The tale of Honeybee Hotel begins over one hundred years ago, with the Astor family and the birth of the iconic Manhattan landmark, the magnificent Waldorf Astoria. In those early days the posh art deco masterpiece had its own rooftop garden for guests to enjoy. Fast-forward to the turn of the twenty-first century, and we meet executive chef David Garcelon, the creative genius behind the idea of restoring the celebrated rooftop garden. His vision included six hives containing some 300,000 honeybees, which would provide a unique flavor for his restaurant’s culinary masterpieces.

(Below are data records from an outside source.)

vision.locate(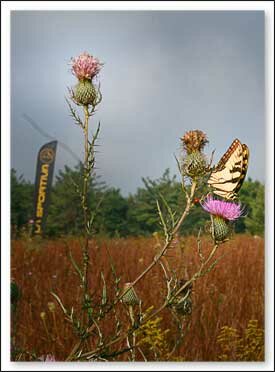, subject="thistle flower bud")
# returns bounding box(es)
[72,79,97,106]
[72,52,102,80]
[211,216,232,242]
[48,302,55,313]
[201,195,244,242]
[122,283,139,306]
[181,129,208,155]
[181,130,208,178]
[40,311,46,320]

Yet Garcelon’s dream was much grander than simply creating a private chefs’ garden: he wanted the honeybee garden to serve as a bond among people. Soon the staff of the hotel, the guests, local horticulturists, and beekeeping experts formed a community around the bees and the garden, which not only raised vegetables, herbs, and honey to be served in the hotel but also provided healthy food to the homeless shelter across the street at St. Bartholomew’s Church.

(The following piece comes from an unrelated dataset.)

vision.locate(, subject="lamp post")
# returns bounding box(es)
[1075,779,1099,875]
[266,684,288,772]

Through her meticulous research and interviews with culinary glitterati, entomologists, horticulturists, and urban beekeepers, Leslie Day leads us on a unique insider’s tour of this little-known aspect of the natural world of New York City. She familiarizes us with the history of the architectural and cultural gem that is the Waldorf and introduces us to the lives of Chef Garcelon and New York City’s master beekeeper, Andrew Coté.

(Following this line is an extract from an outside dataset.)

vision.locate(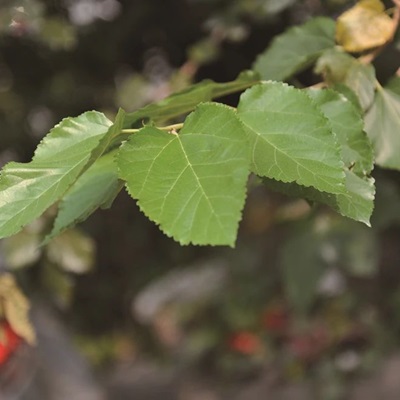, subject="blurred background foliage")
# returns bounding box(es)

Day, an urban naturalist and incurable New Yorker, tells us of the garden’s development, shares delectable honey-based recipes from the hotel’s chefs and mixologist, and relates the fate of the hotel in the wake of the Waldorf’s change of ownership. During our journey, we learn quite a bit about apiaries, as well as insect and flower biology, through the lives of the bees that travel freely around the city in search of nectar, pollen, and resin. This absorbing narrative unwraps the heart within the glamour of one of the world’s most beloved cities, while assuring us that nature can thrive in the ultimate urban environment when its denizens care enough to foster that connection.